Lo scorso anno sono stati certificati tre risultati straordinari per il sandinismo: l'uscita anticipata dalla parte peggiore della crisi economica indotta dal tentativo di colpo di stato del 2018, che ha causato oltre 1,8 miliardi di dollari di danni diretti e indiretti; l'ottima gestione della pandemia di Covid-19 attraverso un modello di sanità pubblica straordinario, insieme a una lucida valutazione che ha evitato il panico. Non si è risparmiato nessuno sforzo per metterlo alla pari con un Paese moderno; il contrasto con i due spaventosi uragani che si sono abbattuti sulle coste caraibiche è stato impressionante: una gestione saggia e prudente nei soccorsi, la sicurezza delle popolazioni prima e dopo, un'assistenza tempestiva e decisa, efficace nel ripristino e nel miglioramento del territorio distrutto.

Il Nicaragua, colpito come tutti gli altri dal rallentamento economico causato dalla pandemia, che ha seguito la riduzione della crescita dovuta ai danni provocati dal colpo tentatore, ha affrontato e persino vinto le avversità climatiche, dimostrando organizzazione capillare, disciplina ferrea e assoluta fiducia nella leadership del comandante Ortega. I risultati sono eccellenti; sarebbe bene abbassare il cappello di fronte a una tale qualità politica e gestionale che in paesi molto più potenti si può soltanto sognare.

Questi sono alcuni degli elementi che spiegano il maggior consenso nella gestione del governo guidato dal comandante Daniel Ortega e dal vicepresidente Rosario Murillo, che è stato più volte riportato nei sondaggi d'opinione condotti negli ultimi mesi e i cui risultati non lasciano dubbi sul sandinismo e nessuna speranza per l'anti-sandinismo. La destra continua a costruire campagne di odio, il Sandinismo costruisce ospedali, strade, scuole, difende l'integrità fisica della sua gente e del suo territorio nazionale, progetta programmi di sviluppo anche in presenza di ogni tipo di avversità.

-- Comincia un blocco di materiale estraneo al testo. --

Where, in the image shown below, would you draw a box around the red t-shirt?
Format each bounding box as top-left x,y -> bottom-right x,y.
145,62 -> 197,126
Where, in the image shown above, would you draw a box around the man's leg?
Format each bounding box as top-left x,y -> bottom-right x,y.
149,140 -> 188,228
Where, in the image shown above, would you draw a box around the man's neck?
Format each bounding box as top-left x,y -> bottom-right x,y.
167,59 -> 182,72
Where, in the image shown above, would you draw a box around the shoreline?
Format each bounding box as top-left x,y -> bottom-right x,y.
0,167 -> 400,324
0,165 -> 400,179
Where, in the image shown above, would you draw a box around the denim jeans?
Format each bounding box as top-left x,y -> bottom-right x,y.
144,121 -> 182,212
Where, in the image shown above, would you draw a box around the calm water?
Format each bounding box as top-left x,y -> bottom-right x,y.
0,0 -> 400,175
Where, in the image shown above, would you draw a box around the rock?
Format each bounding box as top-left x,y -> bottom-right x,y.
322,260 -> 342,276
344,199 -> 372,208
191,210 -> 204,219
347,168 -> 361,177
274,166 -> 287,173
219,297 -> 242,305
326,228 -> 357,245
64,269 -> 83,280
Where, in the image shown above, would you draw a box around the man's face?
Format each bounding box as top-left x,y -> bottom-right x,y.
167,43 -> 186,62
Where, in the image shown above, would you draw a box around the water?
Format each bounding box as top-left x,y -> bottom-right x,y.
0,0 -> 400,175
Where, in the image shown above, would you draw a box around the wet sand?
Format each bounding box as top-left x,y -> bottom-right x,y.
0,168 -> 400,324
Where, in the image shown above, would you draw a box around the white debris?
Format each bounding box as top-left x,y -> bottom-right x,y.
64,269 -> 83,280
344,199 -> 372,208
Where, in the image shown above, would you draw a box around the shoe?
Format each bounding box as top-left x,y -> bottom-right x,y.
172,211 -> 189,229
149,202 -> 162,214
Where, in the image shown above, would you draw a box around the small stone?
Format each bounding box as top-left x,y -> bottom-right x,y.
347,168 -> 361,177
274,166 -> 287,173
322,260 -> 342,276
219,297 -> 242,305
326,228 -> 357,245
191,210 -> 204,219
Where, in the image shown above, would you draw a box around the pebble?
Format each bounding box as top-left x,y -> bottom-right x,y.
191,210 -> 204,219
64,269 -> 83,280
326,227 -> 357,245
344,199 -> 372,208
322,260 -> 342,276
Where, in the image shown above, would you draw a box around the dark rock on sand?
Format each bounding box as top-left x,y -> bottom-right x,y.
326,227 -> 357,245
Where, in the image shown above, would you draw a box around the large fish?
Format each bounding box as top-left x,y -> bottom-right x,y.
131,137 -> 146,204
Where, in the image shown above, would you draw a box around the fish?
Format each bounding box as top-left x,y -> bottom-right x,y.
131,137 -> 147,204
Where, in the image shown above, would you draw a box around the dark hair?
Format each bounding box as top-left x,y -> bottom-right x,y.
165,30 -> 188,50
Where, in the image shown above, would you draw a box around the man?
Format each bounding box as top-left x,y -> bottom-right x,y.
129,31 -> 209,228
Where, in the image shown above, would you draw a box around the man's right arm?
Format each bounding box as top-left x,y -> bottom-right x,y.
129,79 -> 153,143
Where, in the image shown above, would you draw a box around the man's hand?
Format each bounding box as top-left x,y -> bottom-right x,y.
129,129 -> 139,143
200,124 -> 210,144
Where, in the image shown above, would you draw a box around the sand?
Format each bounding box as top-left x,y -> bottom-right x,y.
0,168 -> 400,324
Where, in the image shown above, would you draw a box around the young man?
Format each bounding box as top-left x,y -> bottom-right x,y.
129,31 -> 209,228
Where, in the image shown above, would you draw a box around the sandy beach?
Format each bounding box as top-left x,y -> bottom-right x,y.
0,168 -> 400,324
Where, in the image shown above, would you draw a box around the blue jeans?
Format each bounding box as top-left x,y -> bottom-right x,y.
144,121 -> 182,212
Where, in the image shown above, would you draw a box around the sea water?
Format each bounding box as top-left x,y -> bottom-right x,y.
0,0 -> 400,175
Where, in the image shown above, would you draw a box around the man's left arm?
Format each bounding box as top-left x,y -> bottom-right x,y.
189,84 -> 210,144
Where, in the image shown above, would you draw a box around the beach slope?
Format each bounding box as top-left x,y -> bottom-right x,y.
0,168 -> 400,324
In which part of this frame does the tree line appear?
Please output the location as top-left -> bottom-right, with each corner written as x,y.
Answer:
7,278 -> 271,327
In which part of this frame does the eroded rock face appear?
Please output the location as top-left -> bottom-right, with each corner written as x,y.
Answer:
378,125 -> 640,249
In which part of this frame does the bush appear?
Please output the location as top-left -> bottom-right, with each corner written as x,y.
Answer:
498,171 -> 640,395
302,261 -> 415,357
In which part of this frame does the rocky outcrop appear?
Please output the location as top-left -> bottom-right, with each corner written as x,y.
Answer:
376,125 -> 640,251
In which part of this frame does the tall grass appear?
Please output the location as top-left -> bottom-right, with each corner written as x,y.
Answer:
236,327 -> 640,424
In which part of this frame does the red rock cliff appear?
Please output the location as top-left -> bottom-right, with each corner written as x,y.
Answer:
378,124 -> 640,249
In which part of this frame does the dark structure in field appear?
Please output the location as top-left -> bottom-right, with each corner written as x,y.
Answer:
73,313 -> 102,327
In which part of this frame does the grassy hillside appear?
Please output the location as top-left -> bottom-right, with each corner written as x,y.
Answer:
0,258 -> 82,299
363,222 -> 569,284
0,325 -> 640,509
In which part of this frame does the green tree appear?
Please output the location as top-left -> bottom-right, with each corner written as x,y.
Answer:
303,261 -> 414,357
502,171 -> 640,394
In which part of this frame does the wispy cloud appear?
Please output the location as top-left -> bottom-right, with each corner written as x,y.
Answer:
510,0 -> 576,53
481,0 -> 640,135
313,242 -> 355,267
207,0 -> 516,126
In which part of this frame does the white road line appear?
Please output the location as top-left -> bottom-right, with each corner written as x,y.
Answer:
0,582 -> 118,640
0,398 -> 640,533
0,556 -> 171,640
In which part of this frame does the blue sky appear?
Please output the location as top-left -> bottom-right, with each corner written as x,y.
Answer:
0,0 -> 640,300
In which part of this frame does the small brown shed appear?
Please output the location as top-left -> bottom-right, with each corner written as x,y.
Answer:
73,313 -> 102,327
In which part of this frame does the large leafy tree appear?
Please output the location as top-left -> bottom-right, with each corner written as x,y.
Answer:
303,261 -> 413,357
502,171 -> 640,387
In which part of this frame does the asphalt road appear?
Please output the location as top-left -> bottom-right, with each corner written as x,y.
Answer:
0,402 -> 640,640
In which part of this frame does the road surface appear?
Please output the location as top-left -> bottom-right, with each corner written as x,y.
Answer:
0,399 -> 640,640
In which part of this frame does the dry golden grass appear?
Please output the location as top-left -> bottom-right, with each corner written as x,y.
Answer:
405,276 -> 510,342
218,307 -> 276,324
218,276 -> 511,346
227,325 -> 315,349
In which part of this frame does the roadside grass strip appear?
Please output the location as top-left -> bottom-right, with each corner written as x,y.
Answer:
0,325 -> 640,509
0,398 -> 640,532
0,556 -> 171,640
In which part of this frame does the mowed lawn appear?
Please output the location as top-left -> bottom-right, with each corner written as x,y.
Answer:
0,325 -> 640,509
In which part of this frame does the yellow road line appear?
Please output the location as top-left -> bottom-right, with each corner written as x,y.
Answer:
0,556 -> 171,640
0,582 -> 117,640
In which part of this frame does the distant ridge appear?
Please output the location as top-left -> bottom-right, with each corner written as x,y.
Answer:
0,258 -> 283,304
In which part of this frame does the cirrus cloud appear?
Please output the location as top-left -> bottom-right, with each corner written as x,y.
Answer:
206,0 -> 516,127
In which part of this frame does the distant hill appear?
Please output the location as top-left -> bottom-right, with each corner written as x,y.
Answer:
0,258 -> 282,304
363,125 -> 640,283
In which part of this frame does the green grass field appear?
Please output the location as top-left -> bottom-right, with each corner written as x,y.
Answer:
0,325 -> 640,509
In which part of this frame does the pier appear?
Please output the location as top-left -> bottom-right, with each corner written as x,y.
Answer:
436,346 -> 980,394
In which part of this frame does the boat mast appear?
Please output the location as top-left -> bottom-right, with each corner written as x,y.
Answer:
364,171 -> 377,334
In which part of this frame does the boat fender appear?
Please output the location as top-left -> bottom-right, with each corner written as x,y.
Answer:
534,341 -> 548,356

Il 2021 sarà un anno in cui saranno forti le pressioni sul Nicaragua affinché conceda all'OSA la sua sovranità politica ed elettorale. Managua ovviamente non crede di dover sottoporre le proprie decisioni politiche al giudizio dell'OSA e degli Stati Uniti. La squalifica definitiva dell'organizzazione guidata da Luis Almagro, che ha messo mano alla vergognosa operazione boliviana, si aggiunge alla mancanza di credibilità politica degli Stati Uniti in materia elettorale e forma un indigesto mix ideologico che ha avversari insormontabili nella sovranità, nell'autodeterminazione e persino nell'igiene della politica. Ancora più ridicola sembra l'indebita pressione dell'UE, che in termini di volume di scambi commerciali e di autonomia politica dagli Stati Uniti è solo un accessorio nelle relazioni politico-diplomatiche del Nicaragua.

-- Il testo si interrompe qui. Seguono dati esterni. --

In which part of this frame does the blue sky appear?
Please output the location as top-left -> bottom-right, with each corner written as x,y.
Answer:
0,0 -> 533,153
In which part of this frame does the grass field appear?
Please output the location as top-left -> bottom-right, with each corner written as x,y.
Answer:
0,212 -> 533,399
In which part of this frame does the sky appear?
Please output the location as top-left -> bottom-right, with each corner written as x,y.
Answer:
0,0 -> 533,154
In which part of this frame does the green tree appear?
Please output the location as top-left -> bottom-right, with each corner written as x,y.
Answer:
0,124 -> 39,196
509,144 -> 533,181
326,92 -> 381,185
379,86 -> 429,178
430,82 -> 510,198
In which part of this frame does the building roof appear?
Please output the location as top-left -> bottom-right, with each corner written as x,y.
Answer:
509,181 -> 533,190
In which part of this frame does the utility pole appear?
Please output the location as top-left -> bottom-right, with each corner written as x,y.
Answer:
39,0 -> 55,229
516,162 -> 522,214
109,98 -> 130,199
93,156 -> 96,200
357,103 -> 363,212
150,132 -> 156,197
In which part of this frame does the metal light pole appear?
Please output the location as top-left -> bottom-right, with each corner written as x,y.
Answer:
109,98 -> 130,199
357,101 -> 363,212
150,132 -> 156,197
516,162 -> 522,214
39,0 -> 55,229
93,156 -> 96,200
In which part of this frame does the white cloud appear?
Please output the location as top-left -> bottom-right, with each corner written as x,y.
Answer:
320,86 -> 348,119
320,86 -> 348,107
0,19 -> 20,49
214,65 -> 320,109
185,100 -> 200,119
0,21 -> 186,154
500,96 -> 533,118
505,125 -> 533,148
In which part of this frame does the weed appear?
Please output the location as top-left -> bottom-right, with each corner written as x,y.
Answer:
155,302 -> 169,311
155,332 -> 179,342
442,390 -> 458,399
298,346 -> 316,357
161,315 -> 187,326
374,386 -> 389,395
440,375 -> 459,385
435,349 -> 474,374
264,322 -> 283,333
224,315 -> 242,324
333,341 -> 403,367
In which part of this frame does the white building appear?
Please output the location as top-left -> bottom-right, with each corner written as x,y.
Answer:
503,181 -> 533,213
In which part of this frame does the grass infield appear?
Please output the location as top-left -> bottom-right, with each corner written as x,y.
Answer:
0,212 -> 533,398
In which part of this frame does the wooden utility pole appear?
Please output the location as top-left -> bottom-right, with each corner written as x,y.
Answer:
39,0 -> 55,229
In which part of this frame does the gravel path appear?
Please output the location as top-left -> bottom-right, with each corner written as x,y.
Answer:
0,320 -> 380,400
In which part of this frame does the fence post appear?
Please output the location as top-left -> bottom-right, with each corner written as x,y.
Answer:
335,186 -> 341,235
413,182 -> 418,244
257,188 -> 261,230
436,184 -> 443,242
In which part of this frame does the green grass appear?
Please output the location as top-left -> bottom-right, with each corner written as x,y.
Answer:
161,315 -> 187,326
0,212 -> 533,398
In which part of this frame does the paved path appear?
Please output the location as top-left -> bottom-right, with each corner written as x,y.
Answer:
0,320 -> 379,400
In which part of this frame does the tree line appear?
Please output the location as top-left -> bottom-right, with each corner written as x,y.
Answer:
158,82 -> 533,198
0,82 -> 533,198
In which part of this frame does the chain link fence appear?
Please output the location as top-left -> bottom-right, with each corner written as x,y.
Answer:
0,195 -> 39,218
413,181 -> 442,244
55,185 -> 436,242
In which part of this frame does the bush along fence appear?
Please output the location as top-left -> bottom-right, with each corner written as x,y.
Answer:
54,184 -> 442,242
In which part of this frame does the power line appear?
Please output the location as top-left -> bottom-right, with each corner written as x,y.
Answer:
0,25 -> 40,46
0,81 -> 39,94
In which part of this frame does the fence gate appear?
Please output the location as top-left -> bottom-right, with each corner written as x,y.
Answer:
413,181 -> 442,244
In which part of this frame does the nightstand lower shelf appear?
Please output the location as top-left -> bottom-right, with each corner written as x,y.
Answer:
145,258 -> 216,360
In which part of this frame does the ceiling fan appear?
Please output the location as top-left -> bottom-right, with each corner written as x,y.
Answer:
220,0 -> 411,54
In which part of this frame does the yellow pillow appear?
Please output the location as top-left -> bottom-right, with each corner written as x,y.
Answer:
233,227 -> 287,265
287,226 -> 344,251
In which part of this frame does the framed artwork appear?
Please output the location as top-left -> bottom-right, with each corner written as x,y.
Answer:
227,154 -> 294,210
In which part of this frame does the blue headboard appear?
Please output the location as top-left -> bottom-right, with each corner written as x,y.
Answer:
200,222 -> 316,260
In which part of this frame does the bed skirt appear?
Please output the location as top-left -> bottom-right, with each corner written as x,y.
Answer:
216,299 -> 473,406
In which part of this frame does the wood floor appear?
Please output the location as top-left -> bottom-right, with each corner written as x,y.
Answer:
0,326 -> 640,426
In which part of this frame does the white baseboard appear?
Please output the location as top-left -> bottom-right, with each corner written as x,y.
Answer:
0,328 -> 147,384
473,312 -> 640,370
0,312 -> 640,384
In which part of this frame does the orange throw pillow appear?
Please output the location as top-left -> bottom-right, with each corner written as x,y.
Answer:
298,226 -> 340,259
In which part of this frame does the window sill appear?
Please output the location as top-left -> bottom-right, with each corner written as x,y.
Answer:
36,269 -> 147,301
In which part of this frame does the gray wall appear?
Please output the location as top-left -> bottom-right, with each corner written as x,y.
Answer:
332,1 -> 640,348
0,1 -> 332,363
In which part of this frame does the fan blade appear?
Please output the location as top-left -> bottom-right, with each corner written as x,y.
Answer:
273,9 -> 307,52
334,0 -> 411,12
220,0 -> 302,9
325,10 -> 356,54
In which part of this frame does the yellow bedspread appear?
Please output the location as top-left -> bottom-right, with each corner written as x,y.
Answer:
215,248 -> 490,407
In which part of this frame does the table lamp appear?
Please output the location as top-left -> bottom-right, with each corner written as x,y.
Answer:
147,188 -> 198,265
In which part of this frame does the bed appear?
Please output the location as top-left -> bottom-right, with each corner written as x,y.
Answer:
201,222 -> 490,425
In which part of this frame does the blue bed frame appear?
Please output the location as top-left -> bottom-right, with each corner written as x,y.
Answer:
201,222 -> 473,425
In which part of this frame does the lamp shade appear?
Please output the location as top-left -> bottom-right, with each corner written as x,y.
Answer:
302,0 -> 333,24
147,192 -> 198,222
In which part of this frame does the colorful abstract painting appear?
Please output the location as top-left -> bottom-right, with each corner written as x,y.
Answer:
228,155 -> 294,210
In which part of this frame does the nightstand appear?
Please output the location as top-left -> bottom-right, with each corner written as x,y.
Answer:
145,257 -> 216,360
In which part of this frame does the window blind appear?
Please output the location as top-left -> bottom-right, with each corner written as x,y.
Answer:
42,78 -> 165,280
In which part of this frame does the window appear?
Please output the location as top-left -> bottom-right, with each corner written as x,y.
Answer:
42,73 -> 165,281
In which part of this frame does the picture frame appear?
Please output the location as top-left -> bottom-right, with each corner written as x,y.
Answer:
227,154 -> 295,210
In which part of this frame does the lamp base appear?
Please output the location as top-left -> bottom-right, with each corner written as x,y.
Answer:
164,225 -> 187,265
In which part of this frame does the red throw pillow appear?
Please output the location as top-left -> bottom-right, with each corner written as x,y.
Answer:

Poiché Managua è abituata a rispettare gli accordi presi, il contributo tecnico che l'OSA vuole offrire in materia di tecnica elettorale sarà ascoltato e ponderato, come è stato stabilito da anni, e l'eventuale collaborazione sarà misurata in termini di rispetto che l'organizzazione dimostra nei confronti del Nicaragua. Tra collaborazione e imposizione c'è tutta la differenza del mondo. È una questione di indipendenza e di sovranità.

Che gli piaccia o no, come ha ripetuto più volte il Comandante Presidente Ortega, in Nicaragua il popolo nicaraguense decide, nessuno può sostituirlo. C'è qualcuno che non l'ha ancora capito?